Based on: https://groups.google.com/forum/#!msg/crispr/ofvc1KLCMfo/pf7jbjZP9FUJ

Cost, G.J., and Cozzarelli, N.R. (2007). Directed assembly of DNA molecules via simultaneous     ligation and digestion. BioTechniques 42, 84, 86–89.

A. design oligos for cloning

Requirements for a good sgRNA: needs to be 20bp long, followed by NGG. The 20 bp sequence should have as many mismatches as possible with other genes to reduce off-target effects. It should also start with a G (this G may be required for U6 promoter function):

5'-GATTGNNNNNNNNNNNNNNNNNNN3'-        (oligo #1)

      ||||||||||||||||||||

   3'-CNNNNNNNNNNNNNNNNNNNCAAA-5'    (oligo #2)

No need to order oligos phosphorylated so long as you don't de-phosphorylate vector.

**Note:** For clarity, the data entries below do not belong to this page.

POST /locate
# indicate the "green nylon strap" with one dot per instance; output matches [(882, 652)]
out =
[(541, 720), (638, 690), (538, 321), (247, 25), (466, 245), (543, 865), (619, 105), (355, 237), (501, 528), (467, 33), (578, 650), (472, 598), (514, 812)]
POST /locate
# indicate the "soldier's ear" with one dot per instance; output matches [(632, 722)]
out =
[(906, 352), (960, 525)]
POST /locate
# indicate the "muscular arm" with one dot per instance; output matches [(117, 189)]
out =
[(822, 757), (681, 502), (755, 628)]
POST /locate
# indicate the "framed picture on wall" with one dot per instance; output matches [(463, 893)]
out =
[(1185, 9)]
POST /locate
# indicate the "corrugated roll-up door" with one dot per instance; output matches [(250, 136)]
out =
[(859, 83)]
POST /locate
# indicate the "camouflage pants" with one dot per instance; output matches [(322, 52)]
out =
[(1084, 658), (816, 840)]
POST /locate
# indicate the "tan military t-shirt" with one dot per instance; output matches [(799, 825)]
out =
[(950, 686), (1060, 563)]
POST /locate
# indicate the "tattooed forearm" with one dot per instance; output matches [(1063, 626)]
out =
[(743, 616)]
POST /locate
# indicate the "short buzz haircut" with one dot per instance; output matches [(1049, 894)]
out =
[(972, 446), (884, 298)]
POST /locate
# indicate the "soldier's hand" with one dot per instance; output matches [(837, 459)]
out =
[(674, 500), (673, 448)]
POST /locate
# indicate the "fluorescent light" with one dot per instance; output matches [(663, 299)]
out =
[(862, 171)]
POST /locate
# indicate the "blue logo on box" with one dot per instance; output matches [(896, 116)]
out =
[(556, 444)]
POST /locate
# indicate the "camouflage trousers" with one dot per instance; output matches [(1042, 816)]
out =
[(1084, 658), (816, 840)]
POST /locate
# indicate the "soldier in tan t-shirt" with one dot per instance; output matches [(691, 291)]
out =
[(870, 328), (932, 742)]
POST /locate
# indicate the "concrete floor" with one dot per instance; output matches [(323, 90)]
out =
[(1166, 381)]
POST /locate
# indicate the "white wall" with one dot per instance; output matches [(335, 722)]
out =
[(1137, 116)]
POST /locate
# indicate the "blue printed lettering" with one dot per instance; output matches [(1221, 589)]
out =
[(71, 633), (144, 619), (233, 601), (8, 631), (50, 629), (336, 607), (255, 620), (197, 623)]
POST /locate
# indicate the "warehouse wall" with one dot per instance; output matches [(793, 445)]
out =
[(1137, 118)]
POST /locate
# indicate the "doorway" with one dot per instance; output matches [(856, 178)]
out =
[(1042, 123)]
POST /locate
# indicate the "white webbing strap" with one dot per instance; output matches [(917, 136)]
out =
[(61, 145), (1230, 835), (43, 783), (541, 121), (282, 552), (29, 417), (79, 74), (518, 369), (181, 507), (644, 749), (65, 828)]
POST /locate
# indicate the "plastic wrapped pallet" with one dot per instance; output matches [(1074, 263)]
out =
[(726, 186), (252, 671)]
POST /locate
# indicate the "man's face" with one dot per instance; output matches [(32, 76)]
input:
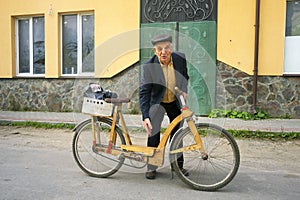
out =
[(163, 51)]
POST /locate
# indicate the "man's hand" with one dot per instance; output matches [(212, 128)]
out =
[(184, 95), (148, 126)]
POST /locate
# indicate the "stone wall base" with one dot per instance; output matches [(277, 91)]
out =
[(278, 95)]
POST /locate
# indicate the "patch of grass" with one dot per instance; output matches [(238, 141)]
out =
[(265, 135), (219, 113)]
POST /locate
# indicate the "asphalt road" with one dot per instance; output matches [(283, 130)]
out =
[(38, 164)]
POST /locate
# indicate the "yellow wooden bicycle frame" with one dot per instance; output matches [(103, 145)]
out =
[(150, 155)]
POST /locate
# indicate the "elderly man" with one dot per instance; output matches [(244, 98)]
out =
[(161, 73)]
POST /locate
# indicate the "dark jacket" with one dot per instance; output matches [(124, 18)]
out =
[(153, 84)]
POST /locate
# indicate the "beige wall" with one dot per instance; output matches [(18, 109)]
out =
[(111, 18), (236, 35), (117, 34)]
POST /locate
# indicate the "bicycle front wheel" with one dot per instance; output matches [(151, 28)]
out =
[(213, 170), (97, 163)]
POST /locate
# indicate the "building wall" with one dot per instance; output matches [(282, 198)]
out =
[(279, 96), (236, 35), (112, 18)]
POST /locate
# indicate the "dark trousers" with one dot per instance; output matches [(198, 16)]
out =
[(157, 113)]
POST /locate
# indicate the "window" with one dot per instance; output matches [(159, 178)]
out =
[(30, 46), (78, 44), (292, 38)]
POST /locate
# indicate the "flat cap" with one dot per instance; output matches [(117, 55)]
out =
[(161, 38)]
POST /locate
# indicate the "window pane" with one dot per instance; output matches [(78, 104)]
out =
[(38, 45), (69, 40), (23, 34), (293, 18), (88, 43)]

*This website is excellent for helping choose a good target site:

   http://www.genome.arizona.edu/crispr/CRISPRsearch.html

B. Anneal oligos to make double-stranded insert with sticky ends:

1. Mix both oligos together in 1x PCR buffer to 10 μM concentration

      20 μL oligo1 (100 μM)

           20 μL oligo2 (100 μM)

           20 μL 10x PCR buffer

          140 μL  H2O

2. Float tubes in a beaker of 100-200 ml boiling water. Allow to cool several hours to room temperature. This ensures that annealing is complete.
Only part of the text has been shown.